No, respondo, no niego que existe cierta conexión. Cuando me dedico al poco común ejercicio mental de pensar, a veces acabo con dolor de cabeza. Me atrevo a decir que mi pensar y sentir siempre van acompañados de cierto cambio físico en el cerebro.

Pero ¿cómo explicarlo? El materialista explica esa conexión entre los procesos físicos cerebrales y el pensar de la mente diciendo que sólo existen los procesos físicos y que lo que llamamos mente no es más que una forma muy complicada de proceso físico. La explicación es completamente absurda, cuando se piensa bien. ¿Pero no hay otra explicación satisfactoria? ¿Por qué no explicar la conexión entre procesos cerebrales y procesos mentales diciendo que la mente utiliza el cerebro como instrumento? Esta tesis la defendió vigorosamente Thomson en su obra Brain and Personality que vio la luz hace unos años. Nada se le puede oponer.
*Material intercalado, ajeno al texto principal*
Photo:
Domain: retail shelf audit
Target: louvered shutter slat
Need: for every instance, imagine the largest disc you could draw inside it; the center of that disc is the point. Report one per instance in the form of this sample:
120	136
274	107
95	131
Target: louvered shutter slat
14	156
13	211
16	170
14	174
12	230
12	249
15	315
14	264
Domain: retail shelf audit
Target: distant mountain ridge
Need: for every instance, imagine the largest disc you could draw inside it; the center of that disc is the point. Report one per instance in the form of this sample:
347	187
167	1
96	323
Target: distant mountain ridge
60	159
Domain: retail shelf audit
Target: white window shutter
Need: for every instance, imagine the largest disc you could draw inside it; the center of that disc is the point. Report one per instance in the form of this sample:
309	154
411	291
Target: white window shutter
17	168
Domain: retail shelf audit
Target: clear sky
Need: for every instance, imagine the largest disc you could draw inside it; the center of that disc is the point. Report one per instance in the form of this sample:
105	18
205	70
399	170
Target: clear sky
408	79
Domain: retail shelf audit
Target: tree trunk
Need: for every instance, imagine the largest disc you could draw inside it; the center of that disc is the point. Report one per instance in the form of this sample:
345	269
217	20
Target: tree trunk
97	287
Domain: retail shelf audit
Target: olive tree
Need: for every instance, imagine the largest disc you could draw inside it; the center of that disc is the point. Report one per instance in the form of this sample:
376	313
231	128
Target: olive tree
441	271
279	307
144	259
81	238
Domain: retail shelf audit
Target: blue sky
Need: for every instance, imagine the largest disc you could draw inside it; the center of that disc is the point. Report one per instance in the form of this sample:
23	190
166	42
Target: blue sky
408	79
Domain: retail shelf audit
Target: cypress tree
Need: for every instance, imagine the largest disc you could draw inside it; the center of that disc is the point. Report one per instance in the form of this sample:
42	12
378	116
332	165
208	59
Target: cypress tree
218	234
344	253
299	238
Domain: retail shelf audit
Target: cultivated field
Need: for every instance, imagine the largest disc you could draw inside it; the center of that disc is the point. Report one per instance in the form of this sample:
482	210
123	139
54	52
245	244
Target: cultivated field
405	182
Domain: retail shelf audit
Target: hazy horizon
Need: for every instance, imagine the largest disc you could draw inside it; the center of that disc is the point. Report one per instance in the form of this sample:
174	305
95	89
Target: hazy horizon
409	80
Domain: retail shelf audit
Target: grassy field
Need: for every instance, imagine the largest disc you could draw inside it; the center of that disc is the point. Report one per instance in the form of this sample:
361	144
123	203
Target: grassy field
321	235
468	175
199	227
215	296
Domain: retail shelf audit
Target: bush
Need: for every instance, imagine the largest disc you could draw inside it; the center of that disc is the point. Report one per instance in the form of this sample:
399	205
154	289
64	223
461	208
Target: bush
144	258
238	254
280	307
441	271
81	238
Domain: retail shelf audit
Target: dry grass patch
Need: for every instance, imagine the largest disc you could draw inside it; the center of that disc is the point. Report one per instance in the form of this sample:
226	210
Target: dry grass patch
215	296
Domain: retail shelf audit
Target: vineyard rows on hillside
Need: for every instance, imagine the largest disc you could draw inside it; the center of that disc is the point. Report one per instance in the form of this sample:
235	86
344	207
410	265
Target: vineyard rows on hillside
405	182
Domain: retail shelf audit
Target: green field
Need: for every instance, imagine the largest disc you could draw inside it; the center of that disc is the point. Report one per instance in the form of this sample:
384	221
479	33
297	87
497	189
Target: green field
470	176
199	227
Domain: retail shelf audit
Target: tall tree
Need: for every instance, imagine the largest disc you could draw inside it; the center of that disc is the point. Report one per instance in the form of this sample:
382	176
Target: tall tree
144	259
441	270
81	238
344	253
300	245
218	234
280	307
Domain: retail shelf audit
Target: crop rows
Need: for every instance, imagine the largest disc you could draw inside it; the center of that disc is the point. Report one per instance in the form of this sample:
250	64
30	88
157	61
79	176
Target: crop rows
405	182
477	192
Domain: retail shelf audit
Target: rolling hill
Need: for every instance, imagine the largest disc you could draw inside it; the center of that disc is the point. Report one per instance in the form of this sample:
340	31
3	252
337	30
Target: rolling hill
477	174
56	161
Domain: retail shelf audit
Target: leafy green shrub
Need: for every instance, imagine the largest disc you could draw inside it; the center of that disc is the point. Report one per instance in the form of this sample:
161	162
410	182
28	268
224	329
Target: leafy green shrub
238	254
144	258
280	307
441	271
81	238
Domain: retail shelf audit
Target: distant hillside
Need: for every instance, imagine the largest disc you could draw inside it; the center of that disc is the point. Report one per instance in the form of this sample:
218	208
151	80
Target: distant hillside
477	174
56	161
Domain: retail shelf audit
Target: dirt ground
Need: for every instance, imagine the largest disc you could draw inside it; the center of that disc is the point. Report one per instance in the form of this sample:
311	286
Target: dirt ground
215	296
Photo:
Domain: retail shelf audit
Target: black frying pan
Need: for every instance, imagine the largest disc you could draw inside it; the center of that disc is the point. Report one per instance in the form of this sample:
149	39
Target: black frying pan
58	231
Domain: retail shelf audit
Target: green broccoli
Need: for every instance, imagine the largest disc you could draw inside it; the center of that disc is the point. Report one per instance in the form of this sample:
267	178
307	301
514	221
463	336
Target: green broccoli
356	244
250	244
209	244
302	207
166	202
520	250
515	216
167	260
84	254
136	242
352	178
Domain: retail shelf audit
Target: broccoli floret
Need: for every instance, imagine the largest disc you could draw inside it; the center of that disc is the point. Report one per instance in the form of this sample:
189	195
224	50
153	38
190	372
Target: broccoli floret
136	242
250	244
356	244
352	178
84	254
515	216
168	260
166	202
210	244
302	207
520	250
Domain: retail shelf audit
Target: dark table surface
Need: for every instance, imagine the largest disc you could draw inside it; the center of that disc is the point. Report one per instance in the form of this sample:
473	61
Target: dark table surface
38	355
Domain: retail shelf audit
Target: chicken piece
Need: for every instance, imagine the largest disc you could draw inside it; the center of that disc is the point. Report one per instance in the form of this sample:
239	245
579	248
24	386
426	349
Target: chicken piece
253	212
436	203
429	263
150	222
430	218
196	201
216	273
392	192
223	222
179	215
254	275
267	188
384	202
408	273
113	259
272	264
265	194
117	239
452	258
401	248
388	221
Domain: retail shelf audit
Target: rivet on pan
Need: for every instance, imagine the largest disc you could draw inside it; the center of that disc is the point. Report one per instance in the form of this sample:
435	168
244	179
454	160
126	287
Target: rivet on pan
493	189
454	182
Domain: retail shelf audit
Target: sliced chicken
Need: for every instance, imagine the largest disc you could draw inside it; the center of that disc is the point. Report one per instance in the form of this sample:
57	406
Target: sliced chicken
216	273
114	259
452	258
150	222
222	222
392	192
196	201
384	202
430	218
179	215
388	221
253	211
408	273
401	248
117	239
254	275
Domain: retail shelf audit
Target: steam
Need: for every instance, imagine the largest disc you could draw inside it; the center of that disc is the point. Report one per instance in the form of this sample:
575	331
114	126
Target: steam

No cabe duda de que la relación entre la mente y el cerebro es un gran misterio. Los procesos mentales y los físicos parecen ser tan completamente opuestos. Pero hay muchas cosas misteriosas que sin embargo han de aceptarse como hechos. Por ello con gran confianza podemos aceptar la enseñanza de la Biblia en cuanto a que el hombre tiene un cuerpo y también un alma, y que ni el uno ni la otra son simples apariencias sino que ambos realmente existen.